CDU-Fraktionschef will Personalabbau aufschieben

Der DGB Sachsen begrüßt den Vorschlag aus der CDU, den Personalabbau im öffentlichen Dienst zeitlich hinauszuschieben. Der Vorsitzende der Landtagsfraktion, Steffen Flath, hatte gesagt: „Ein Blick auf die Lebenswirklichkeit zeigt, der Personalabbau muss zeitlich gestreckt werden.“ Er verwies auf Schwierigkeiten, die geplanten Zahlen bei der Polizei und im Bildungsbereich bis 2020 zu erreichen. Dort seien Kompromisse ausgehandelt worden.
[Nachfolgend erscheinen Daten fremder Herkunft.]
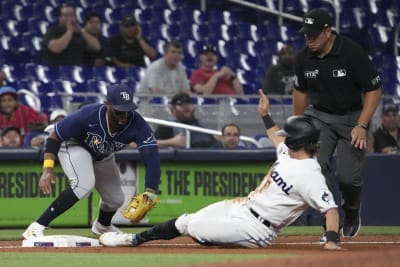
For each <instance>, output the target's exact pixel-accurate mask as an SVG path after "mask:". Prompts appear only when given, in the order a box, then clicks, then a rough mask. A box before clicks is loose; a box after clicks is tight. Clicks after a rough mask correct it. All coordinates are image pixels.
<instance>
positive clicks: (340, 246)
mask: <svg viewBox="0 0 400 267" xmlns="http://www.w3.org/2000/svg"><path fill="white" fill-rule="evenodd" d="M324 249H326V250H344V248H342V247H341V246H339V245H338V244H337V243H336V242H332V241H329V242H326V244H325V245H324Z"/></svg>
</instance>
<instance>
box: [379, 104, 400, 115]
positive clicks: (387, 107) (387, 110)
mask: <svg viewBox="0 0 400 267" xmlns="http://www.w3.org/2000/svg"><path fill="white" fill-rule="evenodd" d="M382 112H383V113H387V112H396V113H397V112H399V108H398V106H396V105H395V104H391V103H389V104H385V105H383V107H382Z"/></svg>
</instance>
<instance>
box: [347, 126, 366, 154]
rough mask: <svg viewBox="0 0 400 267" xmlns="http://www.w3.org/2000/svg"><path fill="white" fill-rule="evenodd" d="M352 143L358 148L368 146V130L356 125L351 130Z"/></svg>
mask: <svg viewBox="0 0 400 267" xmlns="http://www.w3.org/2000/svg"><path fill="white" fill-rule="evenodd" d="M351 144H352V145H353V146H354V147H355V148H358V149H366V148H367V130H365V129H364V128H362V127H360V126H354V127H353V130H351Z"/></svg>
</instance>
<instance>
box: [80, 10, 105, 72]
mask: <svg viewBox="0 0 400 267" xmlns="http://www.w3.org/2000/svg"><path fill="white" fill-rule="evenodd" d="M84 29H85V31H86V32H87V33H89V34H90V35H92V36H93V37H95V38H96V39H98V40H99V43H100V50H98V51H93V49H91V48H90V47H89V46H88V47H87V48H86V50H85V53H84V65H87V66H104V65H108V64H109V63H111V62H109V61H111V59H110V58H109V55H110V49H109V47H108V39H107V38H106V37H104V36H103V35H102V34H101V18H100V15H99V14H97V13H94V12H89V13H88V14H87V15H86V16H85V19H84Z"/></svg>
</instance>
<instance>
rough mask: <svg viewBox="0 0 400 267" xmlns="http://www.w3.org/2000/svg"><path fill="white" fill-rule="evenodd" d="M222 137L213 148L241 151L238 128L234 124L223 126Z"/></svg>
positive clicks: (230, 124)
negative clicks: (239, 142) (238, 149)
mask: <svg viewBox="0 0 400 267" xmlns="http://www.w3.org/2000/svg"><path fill="white" fill-rule="evenodd" d="M221 133H222V136H221V138H220V142H218V143H216V145H215V146H214V148H221V149H241V148H244V147H242V146H239V142H240V139H239V138H240V128H239V126H238V125H236V124H234V123H229V124H225V125H224V126H222V129H221Z"/></svg>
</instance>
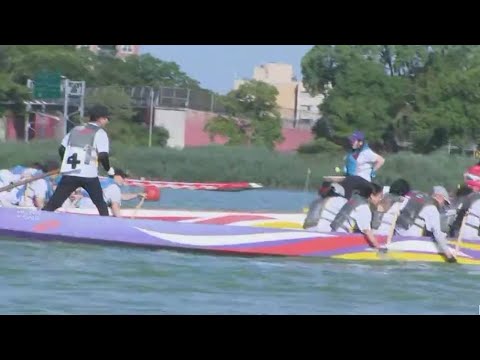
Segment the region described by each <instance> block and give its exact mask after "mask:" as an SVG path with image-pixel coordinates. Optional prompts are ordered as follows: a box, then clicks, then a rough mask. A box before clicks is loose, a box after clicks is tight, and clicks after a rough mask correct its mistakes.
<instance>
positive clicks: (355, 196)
mask: <svg viewBox="0 0 480 360" xmlns="http://www.w3.org/2000/svg"><path fill="white" fill-rule="evenodd" d="M382 198H383V189H382V187H381V186H379V185H378V184H375V183H371V184H370V187H369V189H368V190H365V192H364V193H360V192H354V194H353V195H352V197H351V198H350V200H348V202H346V203H345V205H343V207H342V208H341V210H340V212H339V213H338V214H337V216H336V217H335V219H334V220H333V222H332V223H331V225H330V228H331V231H333V232H347V233H363V234H364V235H365V236H366V237H367V239H368V241H369V242H370V244H371V245H372V246H373V247H375V248H376V249H378V250H381V251H383V250H385V248H384V247H383V246H381V245H380V244H379V242H378V241H377V239H376V237H375V235H374V233H373V230H372V215H373V214H372V210H371V207H373V208H376V207H377V206H378V204H379V203H380V201H381V200H382Z"/></svg>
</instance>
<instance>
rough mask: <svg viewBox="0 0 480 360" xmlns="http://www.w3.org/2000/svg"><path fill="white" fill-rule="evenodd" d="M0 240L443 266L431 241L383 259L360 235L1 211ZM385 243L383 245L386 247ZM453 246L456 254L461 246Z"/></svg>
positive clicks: (402, 248) (35, 210)
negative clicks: (411, 263)
mask: <svg viewBox="0 0 480 360" xmlns="http://www.w3.org/2000/svg"><path fill="white" fill-rule="evenodd" d="M0 235H1V236H3V237H8V238H9V239H11V238H17V239H24V240H28V241H63V242H72V243H87V244H101V245H108V246H111V245H121V246H135V247H143V248H150V249H171V250H188V251H200V252H210V253H211V252H213V253H219V254H230V255H242V256H244V255H256V256H308V257H326V258H335V259H347V260H367V261H372V260H379V261H391V260H395V261H397V260H398V261H427V262H445V258H444V256H443V255H442V254H441V253H440V252H439V249H438V247H437V245H436V244H435V243H434V242H433V241H432V240H431V239H428V238H414V237H393V239H392V241H391V242H390V243H389V244H387V249H388V251H387V252H386V253H379V252H377V251H376V250H375V249H373V248H372V247H371V246H370V245H369V244H368V242H367V241H366V238H365V237H364V236H363V235H362V234H345V233H318V232H309V231H302V230H297V229H277V228H263V227H251V226H232V225H216V224H195V223H185V222H183V223H182V222H172V221H161V220H140V219H128V218H115V217H99V216H92V215H83V214H69V213H58V212H56V213H52V212H44V211H38V210H30V209H17V208H0ZM385 241H386V239H385V238H383V239H381V242H383V243H385ZM458 245H459V251H458V252H457V259H458V263H461V264H477V265H479V264H480V243H479V242H474V241H469V240H462V241H460V243H459V244H458ZM450 246H451V247H452V249H453V250H454V251H455V248H456V246H457V240H452V241H451V242H450Z"/></svg>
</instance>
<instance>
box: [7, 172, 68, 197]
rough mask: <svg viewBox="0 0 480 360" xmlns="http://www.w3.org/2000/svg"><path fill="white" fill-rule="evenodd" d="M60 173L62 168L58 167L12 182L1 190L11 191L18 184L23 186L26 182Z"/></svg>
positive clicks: (54, 174)
mask: <svg viewBox="0 0 480 360" xmlns="http://www.w3.org/2000/svg"><path fill="white" fill-rule="evenodd" d="M59 173H60V169H56V170H52V171H49V172H47V173H43V174H39V175H36V176H32V177H31V178H28V179H23V180H20V181H17V182H16V183H12V184H10V185H7V186H4V187H2V188H0V192H3V191H10V190H12V189H14V188H16V187H18V186H22V185H25V184H28V183H31V182H33V181H36V180H39V179H43V178H46V177H49V176H52V175H57V174H59Z"/></svg>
Sachsens stellvertretender DGB-Vorsitzender Markus Schlimbach kommentierte: „Der Lehrermangel und die Überlastung bei der Polizei sind ein Hinweis darauf, dass bereits jetzt beim Personalabbau übertrieben wurde.“ Bis 2020 soll die Zahl der Landesbeschäftigten um etwa 16.000 sinken. Schlimbach betonte, bei der Personalplanung müsse die starre Fixierung auf Haushaltszahlen beendet werden. Er forderte eine umfassende Aufgabenplanung für den öffentlichen Dienst. „Wir werden in den kommenden Jahren steigende Schüler- und Studentenzahlen haben“, sagte Schlimbach. „Dafür müssen vorausschauend Lehrkräfte geplant werden.“ Darüber hinaus müsse das Land in die Ausbildung junger Menschen investieren, denn schon jetzt sei der öffentliche Dienst überaltert. Ein Datum, bis wann sich der Personalabbau verzögern soll, nannte Flath nicht. „Dann wäre, salopp gesagt, der Druck vom Kessel.“ Der Politiker betonte, nicht auf die Kürzungen verzichten zu wollen.